La Haute Cour militaire de la République Démocratique du Congo s’apprête à rendre ce mardi 30 septembre un verdict historique dans le procès de l’ancien chef de l’État Joseph Kabila, absent du territoire national depuis plus de deux années. Cette décision judiciaire, attendue avec une intense anticipation par la classe politique et la population congolaise, marquera un tournant sans précédent dans l’histoire judiciaire du pays depuis son accession à l’indépendance en 1960.

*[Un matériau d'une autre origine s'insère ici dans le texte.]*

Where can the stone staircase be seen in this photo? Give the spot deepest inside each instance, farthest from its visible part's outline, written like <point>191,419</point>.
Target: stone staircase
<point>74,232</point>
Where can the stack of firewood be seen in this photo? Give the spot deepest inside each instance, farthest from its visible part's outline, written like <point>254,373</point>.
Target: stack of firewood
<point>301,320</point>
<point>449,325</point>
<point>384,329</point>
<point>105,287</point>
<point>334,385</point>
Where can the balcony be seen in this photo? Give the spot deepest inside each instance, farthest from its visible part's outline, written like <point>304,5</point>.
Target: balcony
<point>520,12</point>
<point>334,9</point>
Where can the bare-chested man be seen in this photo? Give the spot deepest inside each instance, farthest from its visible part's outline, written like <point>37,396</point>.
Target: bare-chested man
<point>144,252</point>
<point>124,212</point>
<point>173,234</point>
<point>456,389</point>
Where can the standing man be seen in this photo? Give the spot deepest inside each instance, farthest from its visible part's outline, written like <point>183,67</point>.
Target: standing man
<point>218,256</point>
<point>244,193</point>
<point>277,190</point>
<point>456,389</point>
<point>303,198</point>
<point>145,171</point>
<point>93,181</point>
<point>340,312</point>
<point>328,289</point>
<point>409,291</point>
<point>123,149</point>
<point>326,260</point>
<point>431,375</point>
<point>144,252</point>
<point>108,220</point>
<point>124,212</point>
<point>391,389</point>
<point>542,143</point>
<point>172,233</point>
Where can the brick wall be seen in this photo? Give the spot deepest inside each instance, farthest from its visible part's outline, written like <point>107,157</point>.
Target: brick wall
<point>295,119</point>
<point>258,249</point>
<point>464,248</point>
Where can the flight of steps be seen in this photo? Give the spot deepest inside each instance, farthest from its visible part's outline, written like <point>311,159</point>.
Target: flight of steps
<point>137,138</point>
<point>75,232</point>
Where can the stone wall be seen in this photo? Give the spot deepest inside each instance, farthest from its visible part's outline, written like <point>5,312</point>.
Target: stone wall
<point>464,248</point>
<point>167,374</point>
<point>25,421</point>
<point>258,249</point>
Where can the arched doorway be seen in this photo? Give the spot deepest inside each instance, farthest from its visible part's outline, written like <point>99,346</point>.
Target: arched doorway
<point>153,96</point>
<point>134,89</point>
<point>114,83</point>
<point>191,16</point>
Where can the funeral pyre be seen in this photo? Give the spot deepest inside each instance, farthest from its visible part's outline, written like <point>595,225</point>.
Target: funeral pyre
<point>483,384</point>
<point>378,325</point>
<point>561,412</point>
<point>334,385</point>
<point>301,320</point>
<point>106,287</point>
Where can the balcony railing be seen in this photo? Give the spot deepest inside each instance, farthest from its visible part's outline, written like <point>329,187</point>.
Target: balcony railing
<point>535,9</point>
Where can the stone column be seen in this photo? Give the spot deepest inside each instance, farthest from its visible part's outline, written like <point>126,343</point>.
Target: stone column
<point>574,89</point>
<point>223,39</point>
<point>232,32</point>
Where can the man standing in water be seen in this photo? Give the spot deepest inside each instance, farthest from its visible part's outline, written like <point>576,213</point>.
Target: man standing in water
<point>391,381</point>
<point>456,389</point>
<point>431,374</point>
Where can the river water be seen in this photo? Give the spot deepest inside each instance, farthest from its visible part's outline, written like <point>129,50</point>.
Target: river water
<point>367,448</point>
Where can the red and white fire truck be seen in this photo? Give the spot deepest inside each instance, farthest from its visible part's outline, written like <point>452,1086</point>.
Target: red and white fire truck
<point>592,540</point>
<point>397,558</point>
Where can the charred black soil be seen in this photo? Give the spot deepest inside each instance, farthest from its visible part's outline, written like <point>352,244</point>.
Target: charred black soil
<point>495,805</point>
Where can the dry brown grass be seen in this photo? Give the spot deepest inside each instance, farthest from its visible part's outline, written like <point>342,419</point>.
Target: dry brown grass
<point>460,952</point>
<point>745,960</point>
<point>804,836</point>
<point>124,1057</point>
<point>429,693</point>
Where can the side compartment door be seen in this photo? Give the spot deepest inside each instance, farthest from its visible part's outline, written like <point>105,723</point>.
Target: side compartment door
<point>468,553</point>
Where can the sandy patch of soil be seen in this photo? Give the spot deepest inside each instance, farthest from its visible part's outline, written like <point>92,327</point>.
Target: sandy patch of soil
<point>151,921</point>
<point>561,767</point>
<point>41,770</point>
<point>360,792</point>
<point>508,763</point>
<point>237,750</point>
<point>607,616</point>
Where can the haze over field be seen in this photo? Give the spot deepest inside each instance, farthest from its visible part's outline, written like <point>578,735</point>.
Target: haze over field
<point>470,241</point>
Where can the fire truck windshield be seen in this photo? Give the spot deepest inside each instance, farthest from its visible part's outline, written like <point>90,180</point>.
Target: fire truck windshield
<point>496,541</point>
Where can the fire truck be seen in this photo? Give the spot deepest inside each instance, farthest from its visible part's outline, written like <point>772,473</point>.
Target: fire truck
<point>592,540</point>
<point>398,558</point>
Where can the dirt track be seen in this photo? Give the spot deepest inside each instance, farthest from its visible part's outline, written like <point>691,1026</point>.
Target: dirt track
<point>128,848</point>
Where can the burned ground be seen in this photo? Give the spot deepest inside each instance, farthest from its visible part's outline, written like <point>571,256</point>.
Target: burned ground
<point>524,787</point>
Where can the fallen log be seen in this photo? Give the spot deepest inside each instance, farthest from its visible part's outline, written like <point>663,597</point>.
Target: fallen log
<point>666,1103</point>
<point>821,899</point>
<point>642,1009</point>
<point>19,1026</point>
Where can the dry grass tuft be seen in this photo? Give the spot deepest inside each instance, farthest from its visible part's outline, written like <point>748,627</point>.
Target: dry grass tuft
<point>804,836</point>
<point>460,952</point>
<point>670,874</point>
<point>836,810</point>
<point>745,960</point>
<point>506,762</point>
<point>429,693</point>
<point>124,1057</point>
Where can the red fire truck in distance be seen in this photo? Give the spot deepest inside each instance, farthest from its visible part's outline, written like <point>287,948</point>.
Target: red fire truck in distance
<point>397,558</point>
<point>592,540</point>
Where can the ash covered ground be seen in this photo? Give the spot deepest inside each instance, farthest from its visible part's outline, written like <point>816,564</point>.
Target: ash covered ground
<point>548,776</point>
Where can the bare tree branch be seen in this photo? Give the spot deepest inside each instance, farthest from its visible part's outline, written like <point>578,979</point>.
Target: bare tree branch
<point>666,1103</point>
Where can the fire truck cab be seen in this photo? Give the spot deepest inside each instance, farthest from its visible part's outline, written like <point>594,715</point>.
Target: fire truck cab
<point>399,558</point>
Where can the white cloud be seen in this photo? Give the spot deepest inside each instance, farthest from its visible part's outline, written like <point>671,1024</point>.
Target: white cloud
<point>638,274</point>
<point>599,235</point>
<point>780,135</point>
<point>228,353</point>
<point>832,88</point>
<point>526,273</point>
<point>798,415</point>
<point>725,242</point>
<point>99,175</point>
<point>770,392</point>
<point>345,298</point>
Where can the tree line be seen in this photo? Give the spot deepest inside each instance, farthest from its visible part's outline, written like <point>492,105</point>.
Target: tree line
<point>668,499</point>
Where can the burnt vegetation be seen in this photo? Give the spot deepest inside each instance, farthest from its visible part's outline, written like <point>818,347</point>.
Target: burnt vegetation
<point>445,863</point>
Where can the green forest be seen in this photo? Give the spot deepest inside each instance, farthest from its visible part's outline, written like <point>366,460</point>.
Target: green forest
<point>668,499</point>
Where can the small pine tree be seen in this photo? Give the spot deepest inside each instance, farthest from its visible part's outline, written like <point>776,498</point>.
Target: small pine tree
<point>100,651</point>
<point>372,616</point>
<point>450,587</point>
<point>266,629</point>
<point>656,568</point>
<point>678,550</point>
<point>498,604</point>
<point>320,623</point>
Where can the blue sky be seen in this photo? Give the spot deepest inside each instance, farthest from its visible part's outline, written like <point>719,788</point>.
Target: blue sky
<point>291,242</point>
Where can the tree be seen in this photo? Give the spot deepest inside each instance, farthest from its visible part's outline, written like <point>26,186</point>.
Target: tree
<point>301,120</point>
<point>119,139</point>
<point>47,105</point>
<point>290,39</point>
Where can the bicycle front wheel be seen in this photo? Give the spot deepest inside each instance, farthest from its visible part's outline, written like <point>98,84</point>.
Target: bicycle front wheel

L’ouverture des débats en juillet 2025 s’est déroulée dans un contexte particulier, l’accusé ayant choisi de résider à l’étranger pendant toute la durée de la procédure. Le ministère public, représenté par l’auditeur général Lucien-René Likulia, a constitué un dossier d’accusation particulièrement lourd comportant neuf chefs d’inculpation distincts. Comment la justice militaire va-t-elle trancher cette affaire aux implications politiques majeures ?
Parmi les charges retenues figurent en première ligne la participation à un mouvement insurrectionnel, les crimes contre la paix et la sécurité de l’humanité, ainsi que l’homicide intentionnel par balles. L’acte d’accusation inclut également la trahison, l’apologie de crimes de guerre, le viol, la torture et l’occupation par la force de la ville de Goma. Ces différents chefs d’accusation s’inscrivent dans le cadre des crimes contre l’humanité au Congo qui ont marqué la période concernée.
La dimension internationale du dossier apparaît particulièrement dans les éléments relatifs à la complicité alléguée avec le groupe rebelle M23 soutenu par le Rwanda. Les investigations judiciaires ont établi que cette collaboration supposée aurait entraîné des conséquences humanitaires dramatiques dans l’Est du pays, avec des milliers de morts civiles, des viols systématiques et des déplacements forcés de populations. Le verdict de la cour militaire en RDC devra donc se prononcer sur ces graves accusations.
L’auditeur général a requis la peine capitale pour les crimes les plus graves, notamment les crimes de guerre et la trahison, accompagnée de peines d’emprisonnement pouvant atteindre trente-cinq années de réclusion pour les chefs de complot et d’apologie. Cette sévérité des réquisitions s’explique par la nature exceptionnelle des faits reprochés à l’ancien président.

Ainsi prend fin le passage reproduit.